Abstract

It is a rule in academic life that many hands make heavy work—never more so, one might fear, than when a conference on Origen's prolix Commentary on John gives rise to a volume greater in bulk than the original. Yet if any commentary deserves a commentary, it is this profound and enigmatic masterpiece, which contains the germs of all Christian orthodoxy after Origen as well as a more candid presentation of his idiosyncrasies than any other work, including the De Principiis. The 22 participants in this conference, held in Rome in 2004, have approached their task with the skill and patience characteristic of the ‘Gruppo Italiano di Ricerca su Origene’. Manlio Simonetti sounds the keynote in ‘Il Commento a Giovanni tra esegesi e teologia’, showing that Origen's hermeneutic of the written word is grounded in the twofold character of Christ the Word as the immutable wisdom of God and as the agent of a manifold creation.

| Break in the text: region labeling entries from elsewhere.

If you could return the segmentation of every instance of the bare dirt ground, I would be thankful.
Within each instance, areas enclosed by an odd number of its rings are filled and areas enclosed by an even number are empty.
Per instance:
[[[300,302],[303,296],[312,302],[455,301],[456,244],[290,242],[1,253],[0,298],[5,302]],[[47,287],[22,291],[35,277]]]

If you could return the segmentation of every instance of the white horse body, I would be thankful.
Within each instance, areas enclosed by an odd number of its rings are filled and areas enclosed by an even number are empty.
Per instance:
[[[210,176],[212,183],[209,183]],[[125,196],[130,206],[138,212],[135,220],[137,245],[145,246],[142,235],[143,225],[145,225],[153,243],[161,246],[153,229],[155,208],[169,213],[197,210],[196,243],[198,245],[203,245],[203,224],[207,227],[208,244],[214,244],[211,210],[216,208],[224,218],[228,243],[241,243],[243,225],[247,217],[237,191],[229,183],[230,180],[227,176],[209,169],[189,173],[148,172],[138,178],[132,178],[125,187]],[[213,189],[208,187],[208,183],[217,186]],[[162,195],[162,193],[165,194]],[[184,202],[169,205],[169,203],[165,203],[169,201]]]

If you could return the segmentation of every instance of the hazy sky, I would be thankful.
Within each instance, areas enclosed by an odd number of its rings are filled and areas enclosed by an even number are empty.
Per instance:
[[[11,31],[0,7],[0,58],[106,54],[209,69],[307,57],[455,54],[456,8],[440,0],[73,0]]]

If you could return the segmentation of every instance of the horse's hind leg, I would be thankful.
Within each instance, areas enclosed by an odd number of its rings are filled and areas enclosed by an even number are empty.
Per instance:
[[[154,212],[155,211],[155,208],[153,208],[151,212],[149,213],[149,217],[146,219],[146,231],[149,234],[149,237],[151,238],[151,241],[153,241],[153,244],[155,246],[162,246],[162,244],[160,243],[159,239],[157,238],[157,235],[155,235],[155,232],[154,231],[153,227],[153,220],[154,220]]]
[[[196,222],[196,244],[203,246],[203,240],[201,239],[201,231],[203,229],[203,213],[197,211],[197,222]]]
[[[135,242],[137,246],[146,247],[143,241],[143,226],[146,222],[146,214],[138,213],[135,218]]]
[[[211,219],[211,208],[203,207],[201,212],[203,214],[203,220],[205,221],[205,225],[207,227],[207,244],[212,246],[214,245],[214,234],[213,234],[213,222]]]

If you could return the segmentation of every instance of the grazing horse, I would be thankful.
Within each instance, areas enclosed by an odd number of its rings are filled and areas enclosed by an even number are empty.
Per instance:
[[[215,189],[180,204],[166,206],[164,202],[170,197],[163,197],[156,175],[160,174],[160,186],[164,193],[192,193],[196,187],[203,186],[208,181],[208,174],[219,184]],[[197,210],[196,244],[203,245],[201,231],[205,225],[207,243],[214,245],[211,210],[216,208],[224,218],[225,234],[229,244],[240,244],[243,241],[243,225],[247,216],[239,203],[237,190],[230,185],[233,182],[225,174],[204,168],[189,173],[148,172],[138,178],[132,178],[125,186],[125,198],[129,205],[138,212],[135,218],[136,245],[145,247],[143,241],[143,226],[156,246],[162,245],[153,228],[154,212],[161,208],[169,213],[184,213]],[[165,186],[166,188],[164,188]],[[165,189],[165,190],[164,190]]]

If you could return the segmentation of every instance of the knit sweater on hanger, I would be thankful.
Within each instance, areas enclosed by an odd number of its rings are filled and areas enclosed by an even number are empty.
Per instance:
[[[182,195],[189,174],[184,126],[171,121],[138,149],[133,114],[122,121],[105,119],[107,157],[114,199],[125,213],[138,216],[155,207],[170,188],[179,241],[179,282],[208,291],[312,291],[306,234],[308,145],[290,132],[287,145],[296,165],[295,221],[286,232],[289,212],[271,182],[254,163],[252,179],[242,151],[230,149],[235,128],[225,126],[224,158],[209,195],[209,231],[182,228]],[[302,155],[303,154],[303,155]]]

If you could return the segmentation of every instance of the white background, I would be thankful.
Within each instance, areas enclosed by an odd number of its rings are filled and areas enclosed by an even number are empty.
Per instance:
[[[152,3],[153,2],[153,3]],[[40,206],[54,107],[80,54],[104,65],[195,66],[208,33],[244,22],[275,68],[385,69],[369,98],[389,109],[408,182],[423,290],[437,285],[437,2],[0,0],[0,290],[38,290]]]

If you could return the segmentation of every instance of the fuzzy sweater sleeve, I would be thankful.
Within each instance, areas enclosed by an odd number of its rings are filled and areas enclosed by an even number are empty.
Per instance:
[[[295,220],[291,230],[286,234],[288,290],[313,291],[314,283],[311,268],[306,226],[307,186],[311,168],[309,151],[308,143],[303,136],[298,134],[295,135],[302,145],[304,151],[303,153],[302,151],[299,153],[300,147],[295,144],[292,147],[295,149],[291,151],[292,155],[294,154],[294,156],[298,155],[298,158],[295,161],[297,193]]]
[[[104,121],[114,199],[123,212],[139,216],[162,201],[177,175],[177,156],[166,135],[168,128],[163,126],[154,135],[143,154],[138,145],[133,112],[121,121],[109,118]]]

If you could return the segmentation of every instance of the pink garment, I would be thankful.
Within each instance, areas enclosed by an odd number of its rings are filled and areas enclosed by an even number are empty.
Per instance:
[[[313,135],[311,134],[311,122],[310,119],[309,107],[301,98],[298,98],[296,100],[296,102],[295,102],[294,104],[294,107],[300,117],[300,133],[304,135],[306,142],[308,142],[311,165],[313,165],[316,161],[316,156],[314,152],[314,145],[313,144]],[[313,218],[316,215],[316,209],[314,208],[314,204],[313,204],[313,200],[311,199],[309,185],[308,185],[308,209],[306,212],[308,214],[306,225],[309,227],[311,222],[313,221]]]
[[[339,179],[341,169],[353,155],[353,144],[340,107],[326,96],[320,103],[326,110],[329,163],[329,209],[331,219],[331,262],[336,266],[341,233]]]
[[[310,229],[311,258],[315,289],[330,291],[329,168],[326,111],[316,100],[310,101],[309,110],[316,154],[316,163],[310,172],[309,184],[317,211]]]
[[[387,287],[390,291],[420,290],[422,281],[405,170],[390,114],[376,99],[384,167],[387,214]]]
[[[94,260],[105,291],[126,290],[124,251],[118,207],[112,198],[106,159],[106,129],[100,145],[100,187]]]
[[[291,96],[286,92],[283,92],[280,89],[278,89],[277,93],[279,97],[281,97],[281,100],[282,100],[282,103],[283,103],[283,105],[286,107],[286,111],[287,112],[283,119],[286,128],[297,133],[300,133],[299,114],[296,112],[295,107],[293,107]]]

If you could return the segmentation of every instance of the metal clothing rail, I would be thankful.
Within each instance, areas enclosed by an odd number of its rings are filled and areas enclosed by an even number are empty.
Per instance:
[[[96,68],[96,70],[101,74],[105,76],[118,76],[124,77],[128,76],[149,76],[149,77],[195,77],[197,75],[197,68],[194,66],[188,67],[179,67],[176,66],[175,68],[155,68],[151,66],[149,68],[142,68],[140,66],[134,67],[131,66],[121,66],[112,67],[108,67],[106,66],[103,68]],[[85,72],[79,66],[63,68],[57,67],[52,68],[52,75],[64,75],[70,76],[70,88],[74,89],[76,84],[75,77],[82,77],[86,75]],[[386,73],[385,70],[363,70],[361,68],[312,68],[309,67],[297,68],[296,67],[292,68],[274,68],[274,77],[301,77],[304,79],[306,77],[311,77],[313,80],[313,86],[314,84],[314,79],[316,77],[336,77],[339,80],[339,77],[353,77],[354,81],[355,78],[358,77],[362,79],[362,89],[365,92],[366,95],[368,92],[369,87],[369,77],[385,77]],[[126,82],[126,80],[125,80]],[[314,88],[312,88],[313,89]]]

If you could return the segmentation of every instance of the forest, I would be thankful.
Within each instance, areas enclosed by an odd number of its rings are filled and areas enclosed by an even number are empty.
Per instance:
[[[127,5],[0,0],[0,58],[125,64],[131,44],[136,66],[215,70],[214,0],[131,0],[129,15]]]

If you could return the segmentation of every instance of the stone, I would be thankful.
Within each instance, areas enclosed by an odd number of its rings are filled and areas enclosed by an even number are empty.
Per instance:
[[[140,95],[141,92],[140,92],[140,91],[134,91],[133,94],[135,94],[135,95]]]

But if the tools are furnished by his theology, it was the whimsical hypomnema of Heracleon, the Valentinian teacher, that provided the occasion for Origen's commentary: in ‘Il profilo litterario del Commento a Giovanni’, Lorenzo Perrone notes that he takes pains to outdo Heracleon in the use of demonstrative arguments, in attention to the structure of the Gospel, and in the juxtaposition of every text with its cognates, so that Scripture in its entirety becomes his canon for the interpretation of any one verse.